Symptoms of prolapse of the uterus and vaginal walls differ depending on the degree of development of the disease. Thus, in the early stages the pathology practically does not manifest itself. There may be periodic pain in the lower abdomen, which is not considered a manifestation of a serious illness. But it is possible to detect prolapse at this stage. To do this, it is enough to conduct a gynecological examination, during which a low location of the cervix and one or two walls of the vagina will be revealed.

Over time, symptoms of prolapse will begin to appear, and genital prolapse is characterized by their progression. Main manifestations of the disease:

  • Pain syndrome of the pelvis and lower abdomen (women note its intensification after physical activity).
  • Severe pain when trying to have sexual intercourse.
  • Determined visually at gynecological examination downward displacement of the uterus and/or protrusion of the vaginal wall.
  • Feeling of pressure on the vaginal wall.
  • Problems with urination (inability to hold or retain urine).
  • Problems with stool (fecal incontinence, constipation or intestinal obstruction).

If the disease is not treated in time, genital loss is inevitable. Manual repositioning of the organ does not solve the problem, since prolapse occurs immediately when the woman takes vertical position bodies. Injury to the uterus and vagina by rubbing them against underwear causes severe pain, there is a high probability of erosion and inflammation of the membranes, bleeding, etc.

Principles of treatment and prevention

In the treatment of genital prolapse, two main directions can be distinguished - conservative and surgical. The first method can only be used in the early stages of prolapse. It includes following methods: Kegel exercises, special genital massage, wearing uterine rings, orthopedic underwear, etc. The effectiveness of the procedures is relatively low - treatment takes a lot of time and requires patience.

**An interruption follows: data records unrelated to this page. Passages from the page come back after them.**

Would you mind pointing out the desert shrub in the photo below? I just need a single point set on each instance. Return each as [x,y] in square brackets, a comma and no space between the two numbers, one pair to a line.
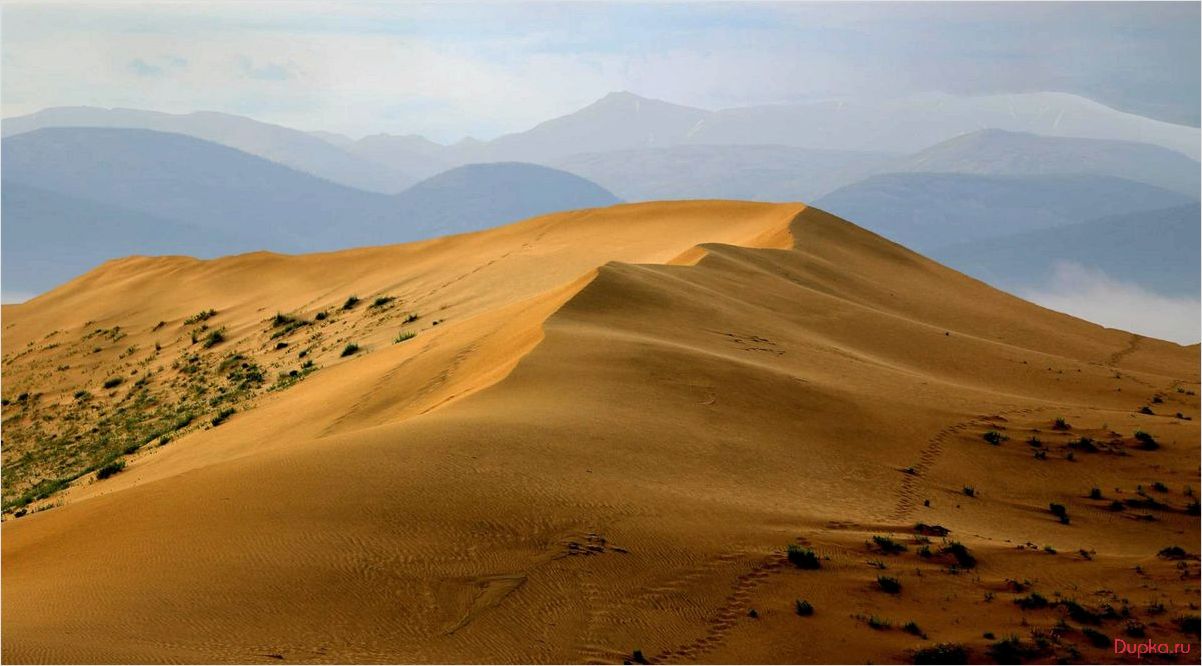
[887,545]
[280,319]
[1173,553]
[1079,613]
[1059,511]
[942,653]
[201,316]
[1010,650]
[878,622]
[222,416]
[994,436]
[964,559]
[1096,637]
[802,558]
[109,469]
[1188,624]
[890,584]
[1034,600]
[214,338]
[1084,444]
[1146,440]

Surgical treatment aims to strengthen the pelvic supporting apparatus artificially. IN modern clinics Operations with the installation of mesh prostheses are predominantly used. Other methods are used much less frequently and acquire historical significance.

Taking care of your health will help prevent the development of pathology. Try to normalize your weight, start exercising and eating right. In any case, on will benefit intimate gymnastics. But the main thing that is required from every woman is vigilance. If you notice the first signs of prolapse of the uterus or vaginal walls, consult a doctor as soon as possible. Go to the gynecologist annually for a medical examination, since the initial stages of not only prolapse, but also other gynecological diseases can be asymptomatic.

What to remember

  1. Prolapse of the uterus and one or two vaginal walls can develop in isolation or a combination of these processes is observed.
  2. Genital prolapse, regardless of which organ is affected, has common reasons development, similar manifestations and treatment tactics.
  3. Diagnosis of uterine and vaginal prolapse is based on the symptoms of the pathology, but a gynecological examination is crucial.
  4. Treatment of prolapse without surgery can only be performed in the early stages.